Ce projet photovoltaïque doit être abordé avec méthode, depuis la signature du devis jusqu’à la réception de l’installation.
Avant toute installation, plusieurs éléments doivent être analysés : orientation et inclinaison de la toiture, ensoleillement, état de la couverture, puissance envisagée, mode de consommation de l’électricité produite et éventuelles contraintes administratives ou techniques.
Une proposition commerciale trop rapidement établie peut conduire à des attentes irréalistes concernant la production d’électricité ou les économies annoncées.
Il est donc recommandé de vérifier précisément ce qui est inclus dans le devis : nombre et caractéristiques des panneaux, onduleur, système de fixation, travaux électriques, éventuels travaux de toiture, démarches administratives, raccordement et mise en service.

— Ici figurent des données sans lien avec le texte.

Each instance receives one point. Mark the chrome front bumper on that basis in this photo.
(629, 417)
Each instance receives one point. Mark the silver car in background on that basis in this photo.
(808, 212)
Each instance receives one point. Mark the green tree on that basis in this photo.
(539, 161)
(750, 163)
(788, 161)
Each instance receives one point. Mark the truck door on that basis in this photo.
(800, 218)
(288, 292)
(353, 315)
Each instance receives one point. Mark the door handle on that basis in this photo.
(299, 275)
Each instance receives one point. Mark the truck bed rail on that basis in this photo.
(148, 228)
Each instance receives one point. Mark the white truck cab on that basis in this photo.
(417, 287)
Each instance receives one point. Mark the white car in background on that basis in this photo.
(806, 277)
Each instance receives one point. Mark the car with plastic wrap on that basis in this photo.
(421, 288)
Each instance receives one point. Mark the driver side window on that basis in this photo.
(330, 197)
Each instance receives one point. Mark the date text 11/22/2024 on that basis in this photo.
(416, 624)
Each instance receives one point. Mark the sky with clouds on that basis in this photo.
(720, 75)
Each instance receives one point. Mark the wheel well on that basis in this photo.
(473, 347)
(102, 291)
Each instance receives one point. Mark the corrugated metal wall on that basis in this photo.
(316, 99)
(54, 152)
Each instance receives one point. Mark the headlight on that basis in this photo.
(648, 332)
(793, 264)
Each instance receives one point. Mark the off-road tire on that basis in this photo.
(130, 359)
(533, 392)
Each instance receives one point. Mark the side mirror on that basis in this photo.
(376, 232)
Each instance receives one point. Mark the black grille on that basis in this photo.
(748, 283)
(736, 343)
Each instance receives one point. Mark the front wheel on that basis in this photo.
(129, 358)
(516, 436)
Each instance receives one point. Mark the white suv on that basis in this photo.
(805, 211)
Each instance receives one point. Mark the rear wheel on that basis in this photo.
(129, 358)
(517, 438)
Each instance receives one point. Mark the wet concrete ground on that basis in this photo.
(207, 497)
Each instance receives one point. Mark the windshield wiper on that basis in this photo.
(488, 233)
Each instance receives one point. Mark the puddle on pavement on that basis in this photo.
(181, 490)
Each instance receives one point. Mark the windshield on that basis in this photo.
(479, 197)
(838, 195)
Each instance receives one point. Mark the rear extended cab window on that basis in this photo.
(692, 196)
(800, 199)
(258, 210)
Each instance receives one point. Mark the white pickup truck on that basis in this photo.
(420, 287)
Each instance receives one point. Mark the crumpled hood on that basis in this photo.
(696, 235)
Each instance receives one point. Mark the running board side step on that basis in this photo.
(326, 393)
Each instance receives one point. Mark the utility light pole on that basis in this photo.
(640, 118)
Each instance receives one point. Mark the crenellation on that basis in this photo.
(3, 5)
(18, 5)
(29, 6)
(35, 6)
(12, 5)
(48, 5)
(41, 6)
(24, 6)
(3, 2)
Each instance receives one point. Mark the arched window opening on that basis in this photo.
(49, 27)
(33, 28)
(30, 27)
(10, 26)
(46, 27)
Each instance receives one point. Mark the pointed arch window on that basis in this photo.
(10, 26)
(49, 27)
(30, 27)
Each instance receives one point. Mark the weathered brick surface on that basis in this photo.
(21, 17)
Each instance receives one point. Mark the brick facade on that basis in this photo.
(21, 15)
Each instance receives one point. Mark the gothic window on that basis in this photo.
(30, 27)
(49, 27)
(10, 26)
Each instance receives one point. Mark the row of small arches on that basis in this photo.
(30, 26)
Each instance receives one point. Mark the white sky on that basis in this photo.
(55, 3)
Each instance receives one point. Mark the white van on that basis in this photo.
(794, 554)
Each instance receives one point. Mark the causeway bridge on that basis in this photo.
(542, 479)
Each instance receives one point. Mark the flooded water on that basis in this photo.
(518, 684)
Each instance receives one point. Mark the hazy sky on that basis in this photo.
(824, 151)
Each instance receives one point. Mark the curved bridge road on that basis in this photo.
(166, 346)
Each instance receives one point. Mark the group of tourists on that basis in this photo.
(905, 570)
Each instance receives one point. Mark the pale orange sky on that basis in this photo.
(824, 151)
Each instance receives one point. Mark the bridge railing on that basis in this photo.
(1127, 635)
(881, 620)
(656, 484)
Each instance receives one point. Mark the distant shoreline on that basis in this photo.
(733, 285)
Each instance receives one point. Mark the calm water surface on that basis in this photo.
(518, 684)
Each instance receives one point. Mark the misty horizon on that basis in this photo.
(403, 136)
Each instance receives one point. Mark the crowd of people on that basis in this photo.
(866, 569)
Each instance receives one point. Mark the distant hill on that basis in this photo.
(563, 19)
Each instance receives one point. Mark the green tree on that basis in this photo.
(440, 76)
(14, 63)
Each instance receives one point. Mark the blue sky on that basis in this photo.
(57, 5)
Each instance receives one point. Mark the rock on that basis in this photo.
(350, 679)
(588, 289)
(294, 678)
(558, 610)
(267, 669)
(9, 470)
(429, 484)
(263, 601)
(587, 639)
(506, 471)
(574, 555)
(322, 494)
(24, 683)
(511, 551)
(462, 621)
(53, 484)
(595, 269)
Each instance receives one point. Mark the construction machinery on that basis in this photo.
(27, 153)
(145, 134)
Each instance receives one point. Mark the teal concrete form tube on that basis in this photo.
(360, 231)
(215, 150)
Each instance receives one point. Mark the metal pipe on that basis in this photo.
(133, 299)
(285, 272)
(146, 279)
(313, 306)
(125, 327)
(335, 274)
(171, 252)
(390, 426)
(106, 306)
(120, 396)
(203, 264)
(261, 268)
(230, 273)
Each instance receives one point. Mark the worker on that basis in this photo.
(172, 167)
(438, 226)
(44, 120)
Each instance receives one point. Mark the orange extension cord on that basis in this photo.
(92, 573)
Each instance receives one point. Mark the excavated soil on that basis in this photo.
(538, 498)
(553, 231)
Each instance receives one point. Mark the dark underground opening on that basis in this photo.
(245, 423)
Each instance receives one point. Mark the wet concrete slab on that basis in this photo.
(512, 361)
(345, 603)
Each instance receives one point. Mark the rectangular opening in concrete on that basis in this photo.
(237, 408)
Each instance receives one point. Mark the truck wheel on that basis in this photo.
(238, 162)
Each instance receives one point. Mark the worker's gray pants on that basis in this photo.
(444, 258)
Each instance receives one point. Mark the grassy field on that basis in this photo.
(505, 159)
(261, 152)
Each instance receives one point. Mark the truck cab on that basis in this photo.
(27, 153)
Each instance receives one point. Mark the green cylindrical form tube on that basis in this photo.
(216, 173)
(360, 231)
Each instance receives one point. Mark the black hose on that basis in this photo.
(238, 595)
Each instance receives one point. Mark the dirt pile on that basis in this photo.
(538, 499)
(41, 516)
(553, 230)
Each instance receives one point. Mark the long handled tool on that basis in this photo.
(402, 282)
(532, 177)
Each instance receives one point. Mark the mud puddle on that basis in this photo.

Les difficultés rencontrées dans le cadre d’une installation photovoltaïque sont variées.
Il peut notamment s’agir :
- d’une production électrique inférieure aux prévisions ;
- de problèmes d’étanchéité ou de dégradation de la toiture ;
- de défauts de pose ou de fixation des panneaux ;
- d’un matériel différent de celui prévu au devis ;
- de retards dans la réalisation ou la mise en service ;
- de difficultés liées au raccordement ;
- d’un désaccord sur le montant des travaux ;
- de dysfonctionnements de l’onduleur ou d’autres équipements ;
- d’une incompréhension concernant les garanties applicables.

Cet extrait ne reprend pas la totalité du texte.